Tullik gazed up at me with her exotic eyes.
‘You’re the Strawberry Girl, aren’t you?’ she said. ‘Herr Heyerdahl painted you – I heard Fru Berg say.’
‘I was just a little girl then.’
‘I hope I didn’t offend you. I mean, what I said about Herr Heyerdahl’s paintings.’
‘No,’ I laughed. ‘I agree with you. He paints wonderful pictures, but they don’t make me feel the same way as . . .’

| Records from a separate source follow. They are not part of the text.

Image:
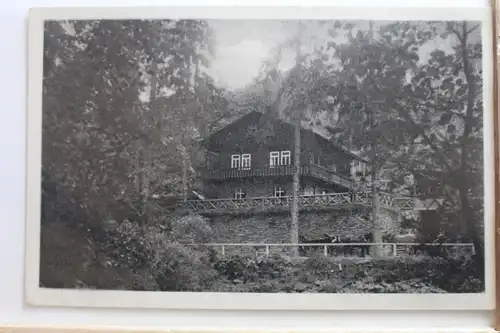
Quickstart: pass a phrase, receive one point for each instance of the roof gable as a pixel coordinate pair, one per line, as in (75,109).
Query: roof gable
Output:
(259,119)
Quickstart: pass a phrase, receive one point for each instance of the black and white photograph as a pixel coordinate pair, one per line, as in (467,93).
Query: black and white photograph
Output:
(267,156)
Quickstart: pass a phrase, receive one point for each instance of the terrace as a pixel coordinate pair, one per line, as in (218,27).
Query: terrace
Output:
(332,201)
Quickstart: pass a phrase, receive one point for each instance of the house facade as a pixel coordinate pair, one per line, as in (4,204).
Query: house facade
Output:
(254,157)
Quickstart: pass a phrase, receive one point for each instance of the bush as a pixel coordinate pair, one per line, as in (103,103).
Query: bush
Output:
(166,253)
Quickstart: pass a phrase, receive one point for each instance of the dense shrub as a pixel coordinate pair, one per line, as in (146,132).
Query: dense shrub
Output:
(334,275)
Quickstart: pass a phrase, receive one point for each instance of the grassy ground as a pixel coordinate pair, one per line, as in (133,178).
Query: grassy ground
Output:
(69,259)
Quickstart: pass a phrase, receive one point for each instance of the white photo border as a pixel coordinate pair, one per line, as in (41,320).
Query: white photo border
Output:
(247,301)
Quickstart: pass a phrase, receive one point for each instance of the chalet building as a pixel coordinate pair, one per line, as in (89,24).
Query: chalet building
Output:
(254,157)
(248,167)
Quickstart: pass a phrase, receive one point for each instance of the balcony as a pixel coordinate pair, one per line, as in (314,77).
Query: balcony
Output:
(326,201)
(310,170)
(332,201)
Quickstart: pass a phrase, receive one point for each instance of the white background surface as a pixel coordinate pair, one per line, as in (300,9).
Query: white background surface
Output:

‘As Munch’s?’ Tullik’s expression changed the moment she mentioned his name. She wiped her brow with her forearm and squinted up at the sun that was beating on my back. ‘Do you know him?’ she said.
‘A little.’
‘Has he painted you too?’
‘Goodness. No!’ I said. ‘I’m sorry about earlier, Miss Ihlen. I don’t know why I said his name. Out loud. I didn’t mean to cause any trouble.’
‘Don’t apologise to me,’ she said. ‘I don’t care. It’s the rest of them. His name is like poison, salt in a wound in this family, after what happened.’
I didn’t understand what she meant but, sensing our conversation had already gone too far, I didn’t dare to ask. I laid the rest of the fresh hay and shifted to the other side of the coop. Tullik finished her scrubbing and threw the brush into the pail. We both bowed out of the cage and crossed the garden to the well to wash our hands. Tullik grabbed the pump and invited me to wash first. I rubbed my hands together under the cool water and splashed my dirty face and neck. When we swapped, I was about to start cranking the pump when Tullik laid her hand on mine to stop me. She glanced over her shoulder and looked back at the house, checking the door and the spying windows.
‘It’s my sister,’ she whispered, ‘she had an affair with him. They think I don’t know.’